Comment on case: Verner and Vine

Comment on case: Verner and Vine

I am grateful to my friend (and non-lawyer) Sue Kentlyn for bringing my attention to a case decided earlier this year in the Full Court of the Family Court, Verner and Vine.

Although one can understand at some level the process that the Full Court reached, in its limited capacity of an appeal court, I would doubt very much if it would have reached the same result if the appellant were represented at trial and if the sexuality of the appellant were different.

The facts

The parties lived together in some kind of relationship for 7 years from the age of 17 until 24, when the child was born, then within 2 years the mother had married, then proceeded to have 2 more children in the marriage.

The child the subject of the application was severely disabled.

The appellant stated that the mother and she had been in a lesbian relationship. The mother denied this, saying that they were just friends. Against this denial, the mother had applied for IVF treatment (resulting in the birth of the child)and represented that she was in lesbian relationship with the mother.The appellant and the mother also owned a home together.

Some considerable effort was spent at the trial by the appellant to show that the mother and she were in a lesbian relationship.

It was the mother’s case that to expose the child to the existence of the mother would be extremely upsetting and that as a result there should not be contact between mother and child.
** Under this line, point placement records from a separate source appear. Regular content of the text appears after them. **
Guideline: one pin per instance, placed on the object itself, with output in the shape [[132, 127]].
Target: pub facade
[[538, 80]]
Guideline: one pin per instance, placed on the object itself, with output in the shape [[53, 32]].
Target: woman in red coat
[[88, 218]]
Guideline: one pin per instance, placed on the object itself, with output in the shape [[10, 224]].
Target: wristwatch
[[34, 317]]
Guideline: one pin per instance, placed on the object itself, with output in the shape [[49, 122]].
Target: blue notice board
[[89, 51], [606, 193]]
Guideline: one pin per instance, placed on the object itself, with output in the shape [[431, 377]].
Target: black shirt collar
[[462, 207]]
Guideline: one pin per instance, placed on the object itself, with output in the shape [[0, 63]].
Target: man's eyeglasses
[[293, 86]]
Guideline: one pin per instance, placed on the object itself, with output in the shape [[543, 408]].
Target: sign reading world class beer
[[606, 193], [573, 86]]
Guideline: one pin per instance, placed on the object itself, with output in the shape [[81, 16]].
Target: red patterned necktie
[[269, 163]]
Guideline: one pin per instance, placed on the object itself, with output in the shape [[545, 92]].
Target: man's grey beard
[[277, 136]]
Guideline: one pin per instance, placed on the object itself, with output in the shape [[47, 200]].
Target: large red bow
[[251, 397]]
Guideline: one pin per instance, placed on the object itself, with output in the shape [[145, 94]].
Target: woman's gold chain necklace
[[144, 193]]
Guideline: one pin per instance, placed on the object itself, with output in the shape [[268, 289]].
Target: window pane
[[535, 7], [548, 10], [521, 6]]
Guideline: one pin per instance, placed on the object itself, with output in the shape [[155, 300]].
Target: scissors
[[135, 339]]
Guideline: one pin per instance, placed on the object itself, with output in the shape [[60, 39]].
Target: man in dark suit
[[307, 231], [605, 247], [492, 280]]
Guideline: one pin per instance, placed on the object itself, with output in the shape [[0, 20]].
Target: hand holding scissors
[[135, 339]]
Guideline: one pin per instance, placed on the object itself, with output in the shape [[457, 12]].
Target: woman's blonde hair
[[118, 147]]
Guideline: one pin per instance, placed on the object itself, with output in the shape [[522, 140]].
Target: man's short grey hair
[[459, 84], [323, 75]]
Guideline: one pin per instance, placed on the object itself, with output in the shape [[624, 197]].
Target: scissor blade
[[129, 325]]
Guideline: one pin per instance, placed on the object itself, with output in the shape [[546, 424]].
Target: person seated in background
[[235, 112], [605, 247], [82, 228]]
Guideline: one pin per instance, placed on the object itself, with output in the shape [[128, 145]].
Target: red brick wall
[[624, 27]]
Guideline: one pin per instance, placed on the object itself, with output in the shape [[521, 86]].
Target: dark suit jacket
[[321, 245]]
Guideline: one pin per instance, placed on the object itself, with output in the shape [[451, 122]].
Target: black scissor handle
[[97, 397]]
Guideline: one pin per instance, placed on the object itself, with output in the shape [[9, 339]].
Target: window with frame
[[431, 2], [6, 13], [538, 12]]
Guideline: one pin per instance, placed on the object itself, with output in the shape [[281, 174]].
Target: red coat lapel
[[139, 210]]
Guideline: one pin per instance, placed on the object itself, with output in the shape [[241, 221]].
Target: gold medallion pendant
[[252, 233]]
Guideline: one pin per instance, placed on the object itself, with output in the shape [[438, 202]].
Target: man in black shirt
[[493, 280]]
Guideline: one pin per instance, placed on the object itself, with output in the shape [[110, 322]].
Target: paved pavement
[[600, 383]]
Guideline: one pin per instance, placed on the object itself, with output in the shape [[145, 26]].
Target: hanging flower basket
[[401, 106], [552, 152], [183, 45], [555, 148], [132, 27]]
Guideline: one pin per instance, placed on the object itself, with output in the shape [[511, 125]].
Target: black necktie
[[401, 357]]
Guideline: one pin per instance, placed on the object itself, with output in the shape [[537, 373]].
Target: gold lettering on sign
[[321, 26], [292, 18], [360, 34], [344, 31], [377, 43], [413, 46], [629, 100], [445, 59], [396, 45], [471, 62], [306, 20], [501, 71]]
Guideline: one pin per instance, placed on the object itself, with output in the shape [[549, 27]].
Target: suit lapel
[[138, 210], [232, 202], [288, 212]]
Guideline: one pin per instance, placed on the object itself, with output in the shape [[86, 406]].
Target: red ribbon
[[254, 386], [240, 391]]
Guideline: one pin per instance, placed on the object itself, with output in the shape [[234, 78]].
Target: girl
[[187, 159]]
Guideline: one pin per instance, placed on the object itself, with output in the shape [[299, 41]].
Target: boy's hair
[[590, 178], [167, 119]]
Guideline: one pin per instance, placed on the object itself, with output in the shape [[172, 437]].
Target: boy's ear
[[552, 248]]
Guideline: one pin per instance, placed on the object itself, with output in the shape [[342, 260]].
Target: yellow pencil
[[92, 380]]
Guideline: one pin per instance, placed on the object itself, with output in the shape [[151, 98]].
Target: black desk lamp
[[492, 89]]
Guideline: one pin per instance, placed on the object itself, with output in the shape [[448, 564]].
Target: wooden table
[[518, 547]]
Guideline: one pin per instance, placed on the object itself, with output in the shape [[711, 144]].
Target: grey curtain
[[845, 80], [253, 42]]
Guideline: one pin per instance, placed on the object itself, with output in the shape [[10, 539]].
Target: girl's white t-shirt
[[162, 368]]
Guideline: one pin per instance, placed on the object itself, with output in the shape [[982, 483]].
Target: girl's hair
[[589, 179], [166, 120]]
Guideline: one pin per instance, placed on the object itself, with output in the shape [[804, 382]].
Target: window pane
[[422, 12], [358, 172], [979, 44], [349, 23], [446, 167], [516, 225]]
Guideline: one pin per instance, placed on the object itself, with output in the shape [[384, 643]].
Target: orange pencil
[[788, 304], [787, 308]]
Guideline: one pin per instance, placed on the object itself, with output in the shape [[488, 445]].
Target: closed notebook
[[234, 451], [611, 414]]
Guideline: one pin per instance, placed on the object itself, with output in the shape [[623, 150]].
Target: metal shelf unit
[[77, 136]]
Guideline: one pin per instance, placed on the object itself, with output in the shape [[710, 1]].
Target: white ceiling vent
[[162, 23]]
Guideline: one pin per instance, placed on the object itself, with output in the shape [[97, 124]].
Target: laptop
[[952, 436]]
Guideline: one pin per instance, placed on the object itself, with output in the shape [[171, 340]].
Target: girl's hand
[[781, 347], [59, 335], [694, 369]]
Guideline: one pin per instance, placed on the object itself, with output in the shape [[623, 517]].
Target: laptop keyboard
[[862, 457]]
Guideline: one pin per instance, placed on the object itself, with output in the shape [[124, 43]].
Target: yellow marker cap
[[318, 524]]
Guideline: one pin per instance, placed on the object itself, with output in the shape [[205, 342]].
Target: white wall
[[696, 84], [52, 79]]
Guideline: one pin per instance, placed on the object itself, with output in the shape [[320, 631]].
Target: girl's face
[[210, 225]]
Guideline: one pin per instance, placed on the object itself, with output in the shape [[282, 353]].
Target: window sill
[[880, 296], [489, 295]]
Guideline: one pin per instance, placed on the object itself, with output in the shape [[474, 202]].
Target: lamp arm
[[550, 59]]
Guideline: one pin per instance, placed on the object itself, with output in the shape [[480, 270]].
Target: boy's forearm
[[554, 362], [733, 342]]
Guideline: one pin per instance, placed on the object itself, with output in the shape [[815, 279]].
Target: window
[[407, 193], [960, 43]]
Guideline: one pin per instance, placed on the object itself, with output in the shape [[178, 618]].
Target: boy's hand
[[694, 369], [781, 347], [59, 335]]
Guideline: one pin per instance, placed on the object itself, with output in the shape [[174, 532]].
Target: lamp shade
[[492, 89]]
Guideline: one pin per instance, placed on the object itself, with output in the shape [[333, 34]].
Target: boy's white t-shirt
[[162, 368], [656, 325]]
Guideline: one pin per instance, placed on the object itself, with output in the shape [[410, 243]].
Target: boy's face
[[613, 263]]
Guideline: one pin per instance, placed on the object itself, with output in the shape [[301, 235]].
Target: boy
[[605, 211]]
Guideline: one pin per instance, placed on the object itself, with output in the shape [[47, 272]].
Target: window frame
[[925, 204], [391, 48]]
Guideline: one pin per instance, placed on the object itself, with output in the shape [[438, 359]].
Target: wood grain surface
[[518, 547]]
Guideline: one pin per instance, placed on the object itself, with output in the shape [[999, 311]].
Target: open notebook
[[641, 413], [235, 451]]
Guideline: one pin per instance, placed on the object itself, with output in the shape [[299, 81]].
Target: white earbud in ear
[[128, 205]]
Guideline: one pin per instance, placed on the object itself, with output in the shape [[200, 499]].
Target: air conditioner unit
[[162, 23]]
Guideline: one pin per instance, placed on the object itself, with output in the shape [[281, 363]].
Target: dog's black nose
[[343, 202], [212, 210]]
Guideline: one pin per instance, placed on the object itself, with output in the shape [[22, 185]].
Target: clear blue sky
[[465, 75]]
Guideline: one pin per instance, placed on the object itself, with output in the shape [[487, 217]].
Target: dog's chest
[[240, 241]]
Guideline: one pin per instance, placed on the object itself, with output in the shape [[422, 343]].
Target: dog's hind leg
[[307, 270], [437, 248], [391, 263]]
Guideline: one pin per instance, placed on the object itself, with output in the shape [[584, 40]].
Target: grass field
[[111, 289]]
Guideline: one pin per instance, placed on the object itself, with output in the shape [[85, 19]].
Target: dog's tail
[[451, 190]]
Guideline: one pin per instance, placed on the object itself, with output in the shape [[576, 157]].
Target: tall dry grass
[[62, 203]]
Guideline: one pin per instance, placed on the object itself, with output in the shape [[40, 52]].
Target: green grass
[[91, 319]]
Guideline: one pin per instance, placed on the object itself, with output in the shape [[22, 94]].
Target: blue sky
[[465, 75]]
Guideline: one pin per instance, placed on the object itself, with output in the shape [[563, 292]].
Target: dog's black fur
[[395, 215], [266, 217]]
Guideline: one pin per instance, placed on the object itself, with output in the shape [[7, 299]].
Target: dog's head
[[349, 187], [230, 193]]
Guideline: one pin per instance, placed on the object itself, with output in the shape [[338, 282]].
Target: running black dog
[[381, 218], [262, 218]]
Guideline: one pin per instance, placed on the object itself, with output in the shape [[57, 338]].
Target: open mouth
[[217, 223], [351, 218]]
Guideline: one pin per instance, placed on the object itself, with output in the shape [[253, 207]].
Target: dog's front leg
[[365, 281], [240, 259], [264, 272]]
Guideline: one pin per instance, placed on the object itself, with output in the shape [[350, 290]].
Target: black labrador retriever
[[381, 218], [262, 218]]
At trial, Lawrie J agreed with the mother, and dismissed the appellant’s application.

Not a parent

The first point that her Honour made was that the appellant was not a parent under the Family Law Act or the NSW Status of Children Act.

The second was that she may be a person who was within the class of

other people significant to [the child’s] care, welfare and development

and therefore might have had standing to make application under the Family Law Act.

Her Honour was not impressed by the appellant’s evidence of the nature of the relationship and then said:

“[w]hatever the nature of the relationship at the time A was conceived, it is now very different from a close friendship or a love affair”, and she proceeded to discuss the present state of the relationship between the appellant and the mother, concluding this discussion by saying:
The state of the relationship between these former friends which exists today makes it clear that it would be extremely unpleasant for the mother to be in a position where she was required to have any further contact with the applicant. I am satisfied that it would impinge on her and her family’s need for peace and tranquillity and cause upset in the child’s home which would not be in the child’s interest.

Her Honour also found that in 2 1/2 years the appellant had only seen the child 4 times.

Another issue pressed by the mother and accepted by Lawrie J was that the child’s disabilities were such that she could not communicate with others and was very reliant upon the mother and stepfather.

The appeal

The appellant, who was now reperesented appealed unsuccessfully, the Full Court finding in essence that the various decisions by Lawrie J were within the ambit of her Honour’s discretion.

Comment

What is extraordinary about the comments by Lawrie J about upset is that everyday in the Family Court and Federal Magistrates Court fathers (and occasionally mothers) seek to spend time with their children when it is clear that it would make the former partner feel “extremely unpleasant”. Usually the courts have very little sympathy and press upon that parent the need for the child to know who she or he is.

On reading the appeal court judgment, it seems that the appellant, in being self-represented, made a number of basic errors in running a trial, which were simply too late to fix on appeal.

Elias Principle

It is all too common in property settlement cases where a party might make representations to a third party which are at complete odds to what they are now telling the court. A typical example is a woman saying to Centrelink that she was a single mother, whilst saying in property settlement proceedings that she had committed fraud on Centrelink as she was in a de facto relationship.

The rule in property settlement cases is a rule of family law that when people make representations of fact to third parties and gain advantage from so doing, they cannot in subsequent property proceedings of the Family Law Act lead evidence which contradicts those representations: Elias principle as explained in Jordan (1997).

The principle applied in Elias and similar decisions is more than merely a rule or presumption about credibility, to the effect that in some circumstances a party cannot be expected to be believed if he or she puts a proposition inconsistent with a representation made to revenue authorities. It is a rule of law that prevents a party asserting something in the proceedings.

Why should it have been any different here? The mother made clear representations to doctors that she was in a lesbian relationship with the appellant, and yet now says that she was not.

The relevance of course is that if she were in a lesbian relationship then, the clear inference is that the child was planned by the parties, and the involvement of the appellant in the child’s life is obvious.

This case is a clarion call for lesbian couples to be very careful to protect the rights of their children. Whilst co-parenting agreements are not legally binding, they might be able to show clear evidence that the parties were in a relationship together and had planned the child together, and that therefore the co-parent should be recognised and at some level involved in the child’s life.